CONTEXT: WDJ-S4, a standardized herbal formula, has been prescribed for refractory functional dyspepsia (FD) in Korea, but the detailed mechanisms are lacking.

OBJECTIVE: The present study investigates the acceleration of gastrointestinal (GI) motility by WDJ-S4 and its potential mechanisms.

MATERIALS AND METHODS: For five days, WDJ-S4 (50, 100 and 200 mg/kg) or mosapride (3 mg/kg) was orally given to BALB/c mice. After 20 h of fasting, loperamide (10 mg/kg, i.p.) was given to the mice except for normal group. To assess gastric emptying or intestinal propulsion, 500 μL of 0.05% phenol red or 200 μL of 5% charcoal diet was given once orally.
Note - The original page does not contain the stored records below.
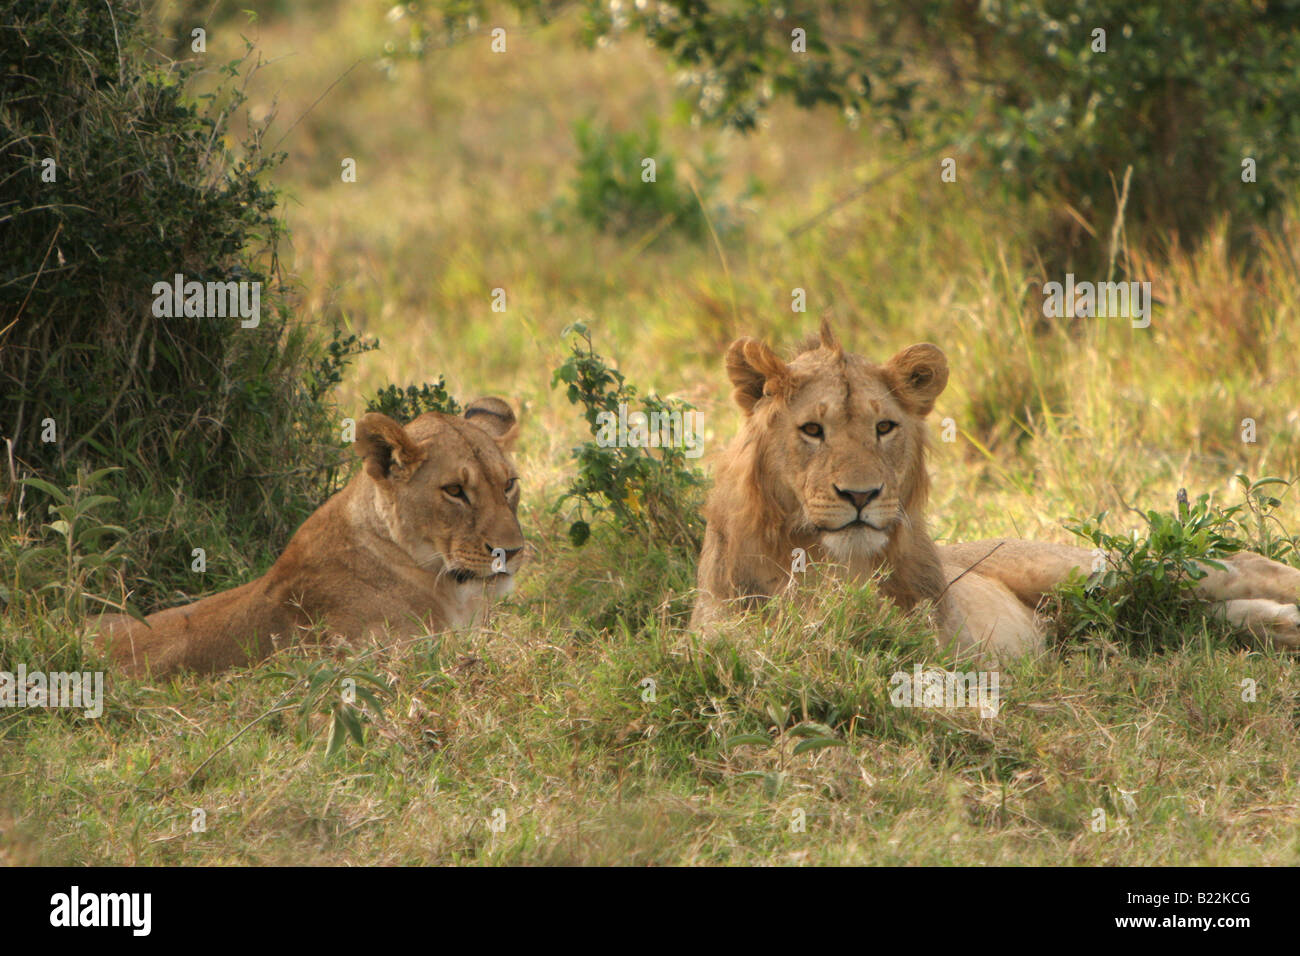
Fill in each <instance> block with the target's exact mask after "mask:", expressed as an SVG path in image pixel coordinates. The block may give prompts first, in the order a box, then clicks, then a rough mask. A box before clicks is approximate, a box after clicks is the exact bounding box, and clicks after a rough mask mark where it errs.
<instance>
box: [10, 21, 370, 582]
mask: <svg viewBox="0 0 1300 956" xmlns="http://www.w3.org/2000/svg"><path fill="white" fill-rule="evenodd" d="M153 40H155V38H153V36H152V35H151V34H149V31H148V30H147V27H146V20H144V14H143V9H142V3H140V1H139V0H127V3H121V4H103V3H98V0H68V1H66V3H59V4H48V3H43V1H39V0H19V1H18V3H13V4H9V5H8V7H6V16H5V23H4V27H3V29H0V44H3V46H4V62H5V69H4V70H0V155H3V161H4V166H5V169H6V170H8V172H6V174H5V191H4V195H3V198H0V220H3V221H4V222H5V225H4V229H5V242H4V243H0V381H3V382H4V385H3V388H0V423H3V432H4V436H5V437H6V438H8V440H9V441H10V442H12V445H13V447H12V453H13V457H14V459H16V462H17V463H18V464H19V470H21V471H23V472H34V473H36V475H40V476H43V477H44V479H47V480H49V481H52V483H53V484H55V485H59V486H65V485H68V484H70V483H72V481H73V480H74V477H73V476H74V475H75V472H77V470H78V468H81V467H86V468H91V470H92V468H96V467H99V466H123V471H121V472H117V473H116V475H114V476H113V481H114V483H116V485H114V488H112V489H110V490H113V492H114V497H118V498H121V506H120V507H121V511H122V512H123V515H125V516H123V515H118V520H120V522H121V523H122V524H126V525H129V527H134V522H131V520H130V516H131V512H133V511H139V510H148V509H149V507H153V505H152V503H151V502H157V501H160V499H164V498H172V497H175V499H178V501H179V499H186V501H196V502H205V503H211V505H213V506H217V507H220V510H221V512H222V516H224V523H226V524H227V525H229V527H231V528H234V527H238V528H244V529H250V531H248V535H247V536H246V537H247V538H248V540H256V541H260V542H265V544H266V545H269V546H270V548H276V546H278V544H282V542H283V540H285V538H287V536H289V533H290V532H291V531H292V528H295V527H296V525H298V524H299V523H300V522H302V519H303V518H304V516H305V515H307V514H309V511H311V510H312V509H313V507H315V506H316V505H318V503H320V501H321V499H322V498H324V497H325V496H328V494H329V493H330V492H331V490H333V488H334V484H335V480H337V477H338V468H339V463H341V462H342V460H343V453H342V450H341V447H339V442H338V432H337V410H335V408H334V407H333V405H331V401H330V395H331V389H333V386H334V385H335V384H337V382H338V378H339V376H341V369H342V368H343V367H344V365H346V363H347V362H348V360H350V358H351V356H352V355H354V354H356V351H359V350H361V349H363V346H361V345H360V343H359V342H357V341H356V338H355V337H352V338H350V339H341V338H339V337H338V336H335V339H334V342H333V343H331V345H328V343H326V342H325V341H322V336H321V333H320V332H317V330H316V329H311V328H308V326H305V325H304V324H303V323H300V321H298V320H296V319H295V317H294V316H292V315H291V312H290V310H289V306H287V300H286V290H285V289H283V286H282V285H281V282H279V277H278V274H277V259H276V250H277V245H278V241H279V238H281V225H279V221H278V220H277V217H276V215H274V212H276V195H274V193H273V190H272V189H270V187H269V186H268V185H266V183H265V177H266V174H268V172H269V170H270V169H272V168H273V166H274V165H276V164H277V163H278V160H279V155H277V153H274V152H272V151H268V150H264V148H263V144H261V130H257V129H253V130H252V131H251V133H250V135H248V138H247V139H246V140H244V142H243V143H242V146H240V147H239V150H238V155H237V153H235V152H233V151H231V150H229V148H227V146H226V143H227V135H229V134H230V126H231V116H233V114H234V113H237V112H238V111H239V107H240V104H242V94H240V92H239V90H238V88H234V87H233V85H231V83H230V81H231V79H233V78H234V77H235V75H237V74H239V72H240V70H242V69H243V66H244V65H246V62H243V61H238V60H237V61H234V62H229V64H225V65H222V66H220V68H218V70H217V73H218V74H221V75H224V77H225V78H226V87H225V88H221V90H217V91H214V92H212V94H208V95H204V96H200V98H195V96H191V95H190V94H188V92H187V88H188V81H190V78H191V77H192V75H194V73H195V72H196V70H198V69H199V65H198V64H187V65H186V64H174V62H170V61H165V60H160V59H159V56H157V53H156V52H155V51H156V48H157V47H156V44H155V42H153ZM47 159H52V160H53V165H52V166H51V165H49V164H48V163H45V160H47ZM51 172H52V173H53V181H49V174H51ZM177 273H182V274H183V276H185V277H186V280H198V281H204V282H205V281H247V282H260V284H261V317H260V324H259V325H257V326H256V328H240V323H239V320H238V319H220V317H178V319H168V317H160V316H155V315H153V310H152V304H153V299H155V295H153V285H155V284H156V282H159V281H170V280H172V277H173V276H174V274H177ZM49 423H52V425H53V428H55V437H56V438H57V440H56V441H52V442H51V441H43V437H48V424H49ZM286 459H290V464H289V466H286V467H276V466H274V464H273V463H276V462H283V460H286ZM13 494H14V490H13V489H12V488H10V489H9V492H8V493H6V497H9V498H10V499H12V497H13ZM253 529H255V533H253ZM146 537H147V536H143V535H142V536H136V535H134V533H133V537H131V542H130V546H131V548H133V549H134V550H133V554H131V559H133V564H135V566H143V570H144V572H146V585H144V589H146V591H149V589H155V585H153V584H151V583H149V581H151V580H152V579H157V580H165V579H169V578H175V576H177V575H178V574H181V572H182V570H183V568H185V567H186V564H185V563H182V562H178V561H175V559H174V557H175V555H174V554H170V553H166V546H165V544H164V542H149V541H147V540H146ZM173 544H174V542H173ZM256 546H259V545H250V548H256Z"/></svg>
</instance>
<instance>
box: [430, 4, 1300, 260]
mask: <svg viewBox="0 0 1300 956" xmlns="http://www.w3.org/2000/svg"><path fill="white" fill-rule="evenodd" d="M511 5H512V7H513V8H515V9H516V10H517V12H519V13H520V14H521V16H524V17H532V18H536V20H539V21H543V22H545V21H546V20H549V18H552V17H555V16H558V14H559V13H560V12H562V10H564V9H567V8H568V7H571V4H565V3H563V0H512V3H511ZM485 7H486V3H485V1H484V0H477V1H476V0H442V3H437V4H434V9H435V10H438V16H439V17H441V23H434V21H433V20H432V18H430V17H425V22H426V26H428V30H429V33H433V34H438V33H445V34H448V35H450V34H452V33H456V31H458V30H460V33H461V34H463V25H464V23H465V22H468V21H473V20H474V18H477V21H480V22H482V21H484V12H485ZM578 9H580V10H581V16H582V18H584V38H585V40H586V42H588V43H595V42H597V40H602V39H604V38H607V36H611V35H616V34H619V33H640V34H642V35H643V36H645V38H646V39H649V40H650V42H651V43H653V44H654V46H655V47H658V48H659V49H662V51H664V52H666V53H667V55H668V56H671V57H672V60H673V61H675V64H676V65H677V66H680V68H681V72H682V79H684V83H682V87H684V91H685V94H686V96H688V98H689V100H690V101H692V105H693V108H694V112H695V116H697V117H698V118H702V120H707V121H714V122H720V124H724V125H727V126H731V127H735V129H740V130H751V129H754V127H755V126H757V125H758V121H759V117H761V116H762V113H763V112H764V111H766V109H767V108H768V105H770V104H771V103H772V101H774V100H776V99H789V100H793V101H794V103H796V104H798V105H800V107H818V105H829V107H832V108H836V109H839V111H841V112H844V113H845V114H848V116H849V117H852V118H857V117H858V116H859V114H865V116H868V117H870V118H871V120H872V121H874V122H872V130H875V129H876V126H878V125H880V124H885V125H888V126H892V127H893V129H896V130H897V131H898V133H900V134H902V135H904V137H906V138H918V139H919V140H920V143H922V144H923V146H926V144H930V146H932V147H933V148H936V150H937V148H940V147H944V144H946V143H954V142H956V140H958V139H966V138H967V137H970V138H971V140H972V142H974V143H975V146H976V147H978V148H979V150H982V151H983V152H984V153H985V156H987V160H988V161H987V163H985V164H983V165H982V169H983V172H984V173H985V174H987V176H985V178H987V183H988V185H997V183H1001V185H1005V186H1009V187H1010V189H1011V190H1014V191H1018V193H1021V194H1023V195H1036V194H1041V193H1054V194H1058V195H1060V196H1062V198H1065V199H1066V200H1069V202H1070V203H1071V204H1073V206H1075V207H1076V208H1079V209H1082V211H1083V213H1084V215H1086V216H1095V215H1097V213H1102V215H1105V216H1106V217H1109V215H1110V212H1112V211H1113V208H1114V191H1113V190H1114V183H1115V182H1118V181H1121V179H1122V177H1123V174H1125V169H1126V168H1127V166H1130V165H1131V166H1132V168H1134V178H1132V190H1131V198H1130V202H1128V207H1127V209H1128V213H1127V215H1128V219H1130V220H1131V221H1141V220H1144V221H1151V222H1156V224H1160V225H1164V226H1170V228H1175V229H1178V230H1179V232H1180V233H1182V234H1183V235H1192V234H1195V233H1197V232H1199V230H1200V229H1203V228H1204V226H1205V225H1206V224H1208V222H1209V221H1210V220H1212V219H1213V217H1214V216H1217V215H1218V213H1221V212H1231V213H1239V215H1240V216H1242V217H1244V219H1257V217H1261V216H1266V215H1269V213H1271V212H1274V211H1277V209H1278V208H1281V204H1282V203H1283V202H1284V199H1286V198H1287V195H1288V189H1290V183H1294V182H1295V179H1296V173H1297V172H1300V120H1297V117H1300V74H1297V73H1296V70H1295V69H1294V64H1295V62H1296V60H1297V55H1300V5H1297V4H1295V3H1290V1H1288V3H1270V4H1258V3H1248V1H1247V0H1229V1H1227V3H1223V1H1222V0H1188V1H1187V3H1183V4H1180V5H1179V7H1178V17H1177V18H1171V17H1170V8H1169V4H1166V3H1161V1H1160V0H1138V1H1136V3H1134V1H1131V0H1096V1H1095V3H1089V4H1087V5H1080V4H1078V3H1074V0H1030V1H1028V3H1026V1H1024V0H988V1H985V3H970V0H918V1H917V3H906V4H900V3H896V1H894V0H866V3H862V1H859V0H745V1H744V3H741V1H740V0H725V1H723V3H708V4H705V3H693V1H690V0H671V1H668V3H651V4H632V3H623V4H612V3H606V1H604V0H585V3H582V4H578ZM452 25H459V26H458V27H452ZM1099 29H1100V30H1105V52H1100V48H1099V51H1096V52H1095V49H1093V46H1095V43H1096V40H1095V34H1093V31H1095V30H1099ZM797 30H798V31H802V36H801V38H796V31H797ZM800 40H801V42H802V43H803V49H802V51H796V49H794V44H796V43H797V42H800ZM946 148H952V147H946ZM945 155H956V153H945ZM1245 157H1252V159H1255V160H1256V164H1257V169H1258V173H1257V182H1253V183H1243V181H1242V161H1243V159H1245ZM936 161H937V160H936Z"/></svg>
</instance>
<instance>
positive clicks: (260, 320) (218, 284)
mask: <svg viewBox="0 0 1300 956" xmlns="http://www.w3.org/2000/svg"><path fill="white" fill-rule="evenodd" d="M153 315H155V316H156V317H157V319H235V317H238V319H240V320H242V321H240V323H239V326H240V328H243V329H256V328H257V325H259V324H260V323H261V282H248V281H243V280H242V281H239V282H235V281H230V282H199V281H198V280H190V281H188V282H186V281H185V276H183V274H181V273H179V272H178V273H175V277H174V278H173V280H172V281H170V282H168V281H166V280H165V278H164V280H160V281H157V282H155V284H153Z"/></svg>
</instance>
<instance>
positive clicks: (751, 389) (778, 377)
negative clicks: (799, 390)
mask: <svg viewBox="0 0 1300 956" xmlns="http://www.w3.org/2000/svg"><path fill="white" fill-rule="evenodd" d="M727 376H728V377H729V378H731V380H732V385H735V386H736V390H735V392H733V393H732V398H735V399H736V405H738V406H740V407H741V408H742V410H744V411H745V414H746V415H749V414H750V412H751V411H753V410H754V405H755V402H758V399H761V398H762V397H763V395H780V394H784V393H785V389H787V388H788V386H789V384H790V368H789V365H787V364H785V363H784V362H781V360H780V358H777V355H776V352H774V351H772V350H771V349H768V347H767V346H766V345H763V343H762V342H759V341H758V339H757V338H737V339H736V341H735V342H732V343H731V349H728V350H727Z"/></svg>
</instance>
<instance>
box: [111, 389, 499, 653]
mask: <svg viewBox="0 0 1300 956" xmlns="http://www.w3.org/2000/svg"><path fill="white" fill-rule="evenodd" d="M517 432H519V425H517V424H516V421H515V414H513V412H512V411H511V408H510V406H508V405H506V402H503V401H500V399H499V398H480V399H478V401H476V402H471V405H469V406H468V407H467V408H465V414H464V418H456V416H454V415H441V414H437V412H428V414H425V415H421V416H420V418H417V419H415V420H413V421H412V423H411V424H408V425H407V427H406V428H403V427H402V425H399V424H398V423H396V421H394V420H393V419H390V418H387V416H386V415H380V414H376V412H370V414H368V415H365V416H364V418H363V419H361V420H360V421H359V423H357V425H356V441H355V442H354V447H355V450H356V454H357V455H359V457H360V458H361V460H363V462H364V467H363V468H361V470H360V471H359V472H357V473H356V475H355V476H354V477H352V480H351V481H350V483H348V484H347V486H346V488H343V490H341V492H339V493H338V494H335V496H334V497H331V498H330V499H329V501H326V502H325V503H324V505H321V506H320V507H318V509H317V510H316V511H315V512H313V514H312V516H311V518H308V519H307V520H305V522H304V523H303V527H300V528H299V529H298V531H296V532H295V533H294V536H292V538H290V541H289V546H287V548H285V553H283V554H282V555H279V558H278V559H277V561H276V563H274V564H272V567H270V570H269V571H268V572H266V574H265V575H263V576H261V578H259V579H257V580H255V581H251V583H248V584H244V585H243V587H239V588H234V589H233V591H225V592H221V593H220V594H212V596H211V597H205V598H203V600H201V601H198V602H196V604H192V605H187V606H183V607H172V609H169V610H164V611H159V613H156V614H151V615H149V617H148V618H147V619H146V622H144V623H143V624H142V623H140V622H138V620H135V619H133V618H130V617H126V615H120V614H118V615H105V617H104V618H101V619H100V622H99V630H100V641H101V643H103V644H104V645H105V646H107V649H108V652H109V654H110V656H112V657H113V658H114V659H116V661H120V662H121V665H122V667H123V670H125V671H127V672H130V674H144V672H152V674H153V676H162V675H168V674H172V672H174V671H178V670H192V671H199V672H212V671H217V670H222V669H226V667H233V666H237V665H242V663H250V662H253V661H259V659H261V658H264V657H266V656H268V654H270V653H272V650H274V649H276V648H277V646H279V645H282V644H283V643H285V641H286V639H289V637H291V636H292V635H294V633H296V632H299V631H305V630H309V628H311V627H312V626H315V624H318V623H324V624H325V626H326V627H328V628H329V631H330V632H333V633H338V635H341V636H343V637H346V639H360V637H365V636H369V635H372V633H376V635H380V633H386V635H389V636H394V637H402V636H412V635H419V633H428V632H429V631H433V630H439V628H445V627H452V626H460V624H467V623H469V622H471V620H472V619H473V618H474V617H476V615H477V614H480V613H481V611H482V609H484V607H485V606H486V604H487V600H489V598H491V597H497V596H500V594H504V593H508V592H510V589H511V588H512V585H513V574H515V571H517V570H519V566H520V563H521V561H523V549H524V536H523V532H521V531H520V527H519V519H517V516H516V510H517V509H519V476H517V475H516V472H515V466H513V464H512V463H511V460H510V457H508V454H507V451H508V449H510V446H511V445H512V444H513V441H515V437H516V434H517Z"/></svg>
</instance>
RESULTS: Loperamide delayed gastric emptying and intestinal propulsion, while WDJ-S4 ameliorated peristaltic dysfunction, evidenced by reductions of remaining phenol red in the stomach and a marked increase of charcoal propulsion in the intestine. WDJ-S4 also normalized levels of acetylcholine and acetylcholine-related enzymes, including choline acetyltransferase (ChAT) and acetylcholinesterase (AChE), in the gastric antrum and jejunum. C-kit level and smooth muscle contraction-related genes were elevated by WDJ-S4 in both the gastric antrum and jejunum.

CONCLUSION: Overall, WDJ-S4 can effectively promote GI motility. The efficacy is associated with modulation of acetylcholine pathway and the interstitial cells of Cajal (ICCs) activation. All the results provide scientific evidence supporting the clinical usage of WDJ-S4 for FD.